Trying to cope with the loss of my mom.
“How would you like to have nothing?”
Those are the words my deranged mother spoke to us as she was leaving my sister’s house where we had all gathered for a visit. She had suffered from some form of dementia for several years. The true cause of her dementia was never diagnosed, but did it really matter? Mom was lost to all of us but still able to communicate her feelings about her miserable existence.
The truth, as we now all know, is that she was completely and totally miserable in her situation and chose to escape it by leaving reality. The words that we thought were the ramblings of a demented woman were words that would sadly become her children’s mantra.
“How would you like to have nothing?”
The truth is, it really sucks. Life should consist of more than putting on false faces and pretending to be happy when the reality is that you aren’t. Life should consist of having friends and family who know you well enough to know when you are shattering into millions of pieces. But when you are demented, no one takes you seriously.

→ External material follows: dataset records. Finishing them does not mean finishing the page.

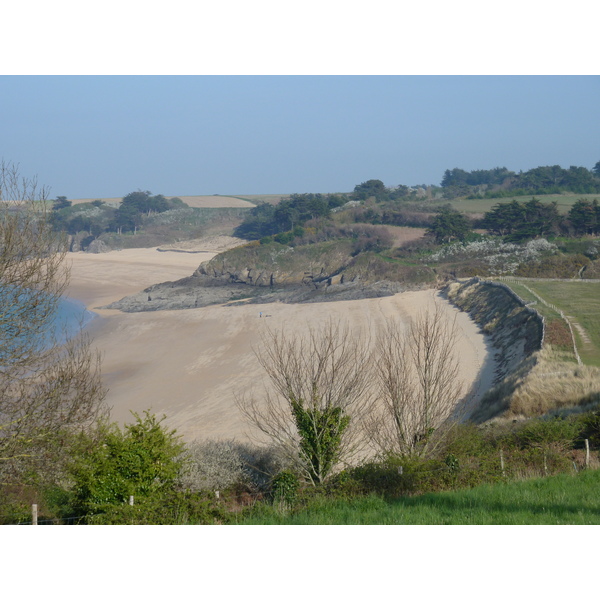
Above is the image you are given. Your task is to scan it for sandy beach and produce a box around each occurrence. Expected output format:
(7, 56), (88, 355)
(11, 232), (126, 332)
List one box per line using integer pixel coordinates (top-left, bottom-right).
(68, 248), (494, 441)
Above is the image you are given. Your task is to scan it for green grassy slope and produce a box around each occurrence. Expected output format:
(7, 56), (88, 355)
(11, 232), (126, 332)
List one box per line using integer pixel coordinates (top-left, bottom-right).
(238, 471), (600, 525)
(506, 280), (600, 367)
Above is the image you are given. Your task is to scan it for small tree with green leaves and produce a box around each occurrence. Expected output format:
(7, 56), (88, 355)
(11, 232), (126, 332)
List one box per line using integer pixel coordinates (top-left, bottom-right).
(71, 411), (184, 514)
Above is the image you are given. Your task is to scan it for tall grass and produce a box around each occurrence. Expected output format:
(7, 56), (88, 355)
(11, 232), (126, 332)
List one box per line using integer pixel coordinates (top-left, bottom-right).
(237, 471), (600, 525)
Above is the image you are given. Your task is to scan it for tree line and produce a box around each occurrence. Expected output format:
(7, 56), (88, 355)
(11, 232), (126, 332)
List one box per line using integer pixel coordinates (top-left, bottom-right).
(429, 197), (600, 243)
(50, 190), (187, 237)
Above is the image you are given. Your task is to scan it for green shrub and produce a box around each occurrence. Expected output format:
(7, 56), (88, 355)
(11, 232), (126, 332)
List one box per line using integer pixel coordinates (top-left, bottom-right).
(271, 471), (300, 506)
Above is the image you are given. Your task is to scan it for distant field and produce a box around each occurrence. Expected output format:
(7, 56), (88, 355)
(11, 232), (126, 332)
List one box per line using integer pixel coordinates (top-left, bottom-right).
(71, 196), (255, 208)
(506, 280), (600, 367)
(450, 194), (600, 214)
(233, 194), (289, 204)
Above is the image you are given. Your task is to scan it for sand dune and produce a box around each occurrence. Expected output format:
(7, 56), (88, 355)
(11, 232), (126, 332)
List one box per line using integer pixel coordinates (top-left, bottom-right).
(69, 249), (493, 440)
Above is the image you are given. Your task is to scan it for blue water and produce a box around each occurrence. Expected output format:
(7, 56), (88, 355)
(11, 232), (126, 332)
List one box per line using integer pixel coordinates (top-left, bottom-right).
(48, 298), (98, 344)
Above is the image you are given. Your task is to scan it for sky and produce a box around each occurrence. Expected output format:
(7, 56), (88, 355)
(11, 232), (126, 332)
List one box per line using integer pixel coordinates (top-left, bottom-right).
(0, 75), (600, 199)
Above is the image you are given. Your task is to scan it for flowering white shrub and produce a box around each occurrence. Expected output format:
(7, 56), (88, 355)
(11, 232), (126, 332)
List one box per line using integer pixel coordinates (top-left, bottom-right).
(427, 238), (558, 275)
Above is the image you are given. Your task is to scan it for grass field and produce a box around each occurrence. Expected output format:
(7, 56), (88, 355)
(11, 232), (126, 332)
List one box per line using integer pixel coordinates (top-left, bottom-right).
(71, 195), (256, 208)
(450, 194), (600, 214)
(506, 280), (600, 367)
(238, 470), (600, 525)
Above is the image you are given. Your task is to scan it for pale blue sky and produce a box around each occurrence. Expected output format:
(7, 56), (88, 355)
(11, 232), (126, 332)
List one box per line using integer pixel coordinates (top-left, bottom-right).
(0, 75), (600, 198)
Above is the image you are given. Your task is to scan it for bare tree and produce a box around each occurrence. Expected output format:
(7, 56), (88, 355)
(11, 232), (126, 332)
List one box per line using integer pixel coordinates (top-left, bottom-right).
(0, 162), (106, 476)
(368, 305), (464, 455)
(238, 321), (373, 485)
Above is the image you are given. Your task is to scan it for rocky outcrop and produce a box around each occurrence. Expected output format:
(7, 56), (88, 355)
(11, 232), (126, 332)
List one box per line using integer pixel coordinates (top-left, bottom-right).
(85, 240), (111, 254)
(104, 269), (405, 312)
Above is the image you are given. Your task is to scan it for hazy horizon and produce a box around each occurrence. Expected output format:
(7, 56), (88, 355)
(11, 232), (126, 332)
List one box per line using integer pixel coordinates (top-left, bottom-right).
(0, 75), (600, 199)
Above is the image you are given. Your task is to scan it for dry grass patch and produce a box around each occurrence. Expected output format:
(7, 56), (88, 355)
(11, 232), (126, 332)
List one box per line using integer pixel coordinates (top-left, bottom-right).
(473, 346), (600, 422)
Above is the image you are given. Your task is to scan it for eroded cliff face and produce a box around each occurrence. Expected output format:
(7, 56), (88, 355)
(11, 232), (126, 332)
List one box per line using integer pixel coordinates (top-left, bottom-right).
(444, 277), (544, 380)
(444, 277), (545, 423)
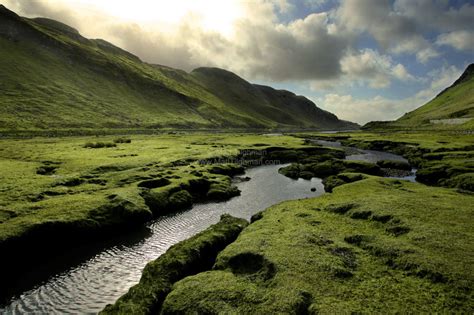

No one takes you seriously when you are in obvious pain from symptoms that could be a heart attack, because you are just a demented woman. Oh, she’s just talking crazy, couldn’t be that there is really something wrong. Sure she doesn’t know our names any more, but she still can communicate that she is having terrible back pains. But no one listens to her anymore, truly listens anyway.
And 12 hours later she is dead. At least now she is not in a place where she has nothing. Now she is in a place where she has everything.
But now we have nothing.
And to answer her question – “How would you like to have nothing?” – it sucks.
We no longer have Mom. We had essentially lost her years ago, but now she is gone. And because of the man she married who caused her pain and misery, we have nothing to show of her life. No piece of memorabilia, no old photographs, no rights to look at her things and maybe walk away with a small keepsake that takes us back to a time when Mom was Mom. Instead we are denied the basic courtesies to go through Mom’s meager things and remember. Maybe to heal. To have our family go piece by piece through things that have ties to her that could cause us to remember her. To share stories. To laugh. To cry.